In above-mentioned steps Sll0, extract after document message, execution step S120, opens the webpage that the URL node with comprising in described document message is corresponding with browser.Because browser is supported Asynchronous Request treatment technology and can automatically decipher and Web page loading resource, can directly open this webpage and resource on downloading web pages by means of browser like this when opening webpage.
Above-mentioned steps S110 for example in, the URL node arranging in document message is:
<url> http://mm.10086.cn/download/android/216774</url>
, at step S120, in browser, open webpage corresponding to above-mentioned URL node.

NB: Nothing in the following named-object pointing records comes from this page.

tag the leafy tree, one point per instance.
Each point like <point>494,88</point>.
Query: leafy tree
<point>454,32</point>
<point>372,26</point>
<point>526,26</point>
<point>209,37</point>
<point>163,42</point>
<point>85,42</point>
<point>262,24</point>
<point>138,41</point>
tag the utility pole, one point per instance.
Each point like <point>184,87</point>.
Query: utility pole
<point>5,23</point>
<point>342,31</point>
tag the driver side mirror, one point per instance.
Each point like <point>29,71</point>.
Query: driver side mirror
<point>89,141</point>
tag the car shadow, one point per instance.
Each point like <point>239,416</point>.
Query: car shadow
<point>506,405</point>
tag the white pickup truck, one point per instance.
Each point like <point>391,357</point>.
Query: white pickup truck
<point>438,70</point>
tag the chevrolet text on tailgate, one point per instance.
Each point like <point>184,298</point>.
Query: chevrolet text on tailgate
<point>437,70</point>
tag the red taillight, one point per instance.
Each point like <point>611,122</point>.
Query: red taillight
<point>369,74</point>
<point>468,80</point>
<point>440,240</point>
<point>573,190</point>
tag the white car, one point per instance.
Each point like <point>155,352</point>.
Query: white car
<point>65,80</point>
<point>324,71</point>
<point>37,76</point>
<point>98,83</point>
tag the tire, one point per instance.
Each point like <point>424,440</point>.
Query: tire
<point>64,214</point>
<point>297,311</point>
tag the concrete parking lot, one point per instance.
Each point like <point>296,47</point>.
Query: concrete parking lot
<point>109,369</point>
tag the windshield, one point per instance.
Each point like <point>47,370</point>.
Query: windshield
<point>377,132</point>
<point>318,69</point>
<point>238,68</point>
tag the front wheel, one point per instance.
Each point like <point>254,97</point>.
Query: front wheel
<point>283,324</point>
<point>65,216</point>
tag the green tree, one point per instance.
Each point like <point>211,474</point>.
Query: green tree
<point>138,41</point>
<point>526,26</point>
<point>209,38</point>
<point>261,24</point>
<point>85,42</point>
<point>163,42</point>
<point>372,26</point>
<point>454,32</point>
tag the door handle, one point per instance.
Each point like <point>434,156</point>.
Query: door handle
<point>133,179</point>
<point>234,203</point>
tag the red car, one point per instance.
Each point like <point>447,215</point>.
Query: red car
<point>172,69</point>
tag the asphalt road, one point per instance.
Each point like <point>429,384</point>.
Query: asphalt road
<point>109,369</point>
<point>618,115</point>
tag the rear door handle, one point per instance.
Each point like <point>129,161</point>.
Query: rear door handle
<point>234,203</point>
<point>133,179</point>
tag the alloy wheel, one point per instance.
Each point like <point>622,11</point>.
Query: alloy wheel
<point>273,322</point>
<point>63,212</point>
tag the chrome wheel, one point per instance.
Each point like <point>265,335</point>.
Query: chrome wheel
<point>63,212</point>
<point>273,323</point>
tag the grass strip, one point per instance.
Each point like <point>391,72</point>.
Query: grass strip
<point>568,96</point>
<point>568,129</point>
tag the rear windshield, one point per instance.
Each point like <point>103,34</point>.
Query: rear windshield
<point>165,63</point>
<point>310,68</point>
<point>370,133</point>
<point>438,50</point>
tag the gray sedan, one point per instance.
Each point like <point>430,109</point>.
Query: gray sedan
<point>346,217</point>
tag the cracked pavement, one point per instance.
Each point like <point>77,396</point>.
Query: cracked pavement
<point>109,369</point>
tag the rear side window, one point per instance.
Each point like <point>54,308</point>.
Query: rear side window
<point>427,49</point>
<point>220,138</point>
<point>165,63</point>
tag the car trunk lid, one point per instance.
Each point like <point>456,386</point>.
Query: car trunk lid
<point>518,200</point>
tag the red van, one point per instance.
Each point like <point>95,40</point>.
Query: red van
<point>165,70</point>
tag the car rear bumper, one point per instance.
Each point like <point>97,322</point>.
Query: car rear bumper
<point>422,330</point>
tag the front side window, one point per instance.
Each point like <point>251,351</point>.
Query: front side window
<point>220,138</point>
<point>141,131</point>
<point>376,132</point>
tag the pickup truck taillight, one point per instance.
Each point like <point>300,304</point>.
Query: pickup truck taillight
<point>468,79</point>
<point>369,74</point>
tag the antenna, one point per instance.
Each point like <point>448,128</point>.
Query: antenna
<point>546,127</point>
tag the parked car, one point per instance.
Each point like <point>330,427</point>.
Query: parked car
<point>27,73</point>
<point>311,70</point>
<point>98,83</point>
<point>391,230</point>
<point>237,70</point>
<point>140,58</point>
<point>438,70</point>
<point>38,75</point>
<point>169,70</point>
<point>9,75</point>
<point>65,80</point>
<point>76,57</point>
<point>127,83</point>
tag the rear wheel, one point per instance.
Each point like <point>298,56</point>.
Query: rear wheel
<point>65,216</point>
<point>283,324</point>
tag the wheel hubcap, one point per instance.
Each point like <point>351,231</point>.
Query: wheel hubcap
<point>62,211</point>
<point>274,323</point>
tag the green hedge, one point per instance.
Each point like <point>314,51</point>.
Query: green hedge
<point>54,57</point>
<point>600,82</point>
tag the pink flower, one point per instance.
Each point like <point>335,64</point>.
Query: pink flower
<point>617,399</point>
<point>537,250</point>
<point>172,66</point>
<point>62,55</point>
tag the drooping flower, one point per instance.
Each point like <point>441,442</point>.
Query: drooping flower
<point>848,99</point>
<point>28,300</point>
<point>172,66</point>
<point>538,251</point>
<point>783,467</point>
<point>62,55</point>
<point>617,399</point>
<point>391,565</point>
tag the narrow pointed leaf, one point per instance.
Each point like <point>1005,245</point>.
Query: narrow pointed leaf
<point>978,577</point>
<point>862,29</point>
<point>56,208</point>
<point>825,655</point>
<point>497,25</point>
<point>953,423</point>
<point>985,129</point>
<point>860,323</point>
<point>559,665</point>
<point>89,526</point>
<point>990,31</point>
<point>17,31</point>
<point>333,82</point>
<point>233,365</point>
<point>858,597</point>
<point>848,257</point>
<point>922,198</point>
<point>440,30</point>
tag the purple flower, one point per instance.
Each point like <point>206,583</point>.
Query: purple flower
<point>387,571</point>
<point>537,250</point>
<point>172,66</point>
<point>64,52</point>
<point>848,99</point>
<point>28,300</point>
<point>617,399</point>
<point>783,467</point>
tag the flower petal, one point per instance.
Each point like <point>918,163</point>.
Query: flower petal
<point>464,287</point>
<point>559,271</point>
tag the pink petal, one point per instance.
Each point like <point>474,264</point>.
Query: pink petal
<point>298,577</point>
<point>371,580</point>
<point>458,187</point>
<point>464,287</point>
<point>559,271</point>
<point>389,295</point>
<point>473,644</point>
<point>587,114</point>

Next, at step S130, according to the described operation strategy comprising in described document message, this webpage is operated.Above-mentioned steps S110 for example in, the described operation strategy comprising in described document message is the operation steps that webpage is operated.Described operation steps is all worked out in XML document.Known according to described XML document, first carry out with clicking this webpage by mouse right button http:// mm.10086.cn/ download/android/216774.htmlthe control title of upper demonstration " is downloaded to computer ", and then carries out the operation of selecting " Save Target As ", realizes the download to Android software game " the happy family of dioctahedral smectite ".
Next, at step S140, the operating result of output to this web page operation.After executing above-mentioned S130 step, just can obtain corresponding Internet resources from corresponding webpage.Above-mentioned steps Sl10 for example in, just can download to the installation kit file akoopf_sina_0724.apk of Android software game " the happy family of dioctahedral smectite ".At this moment, can by operating result after carrying out base64 coding, be stored in the result node of XML, output XML, in addition, also can use the formatted output that adopts other, such as json, and protobuf.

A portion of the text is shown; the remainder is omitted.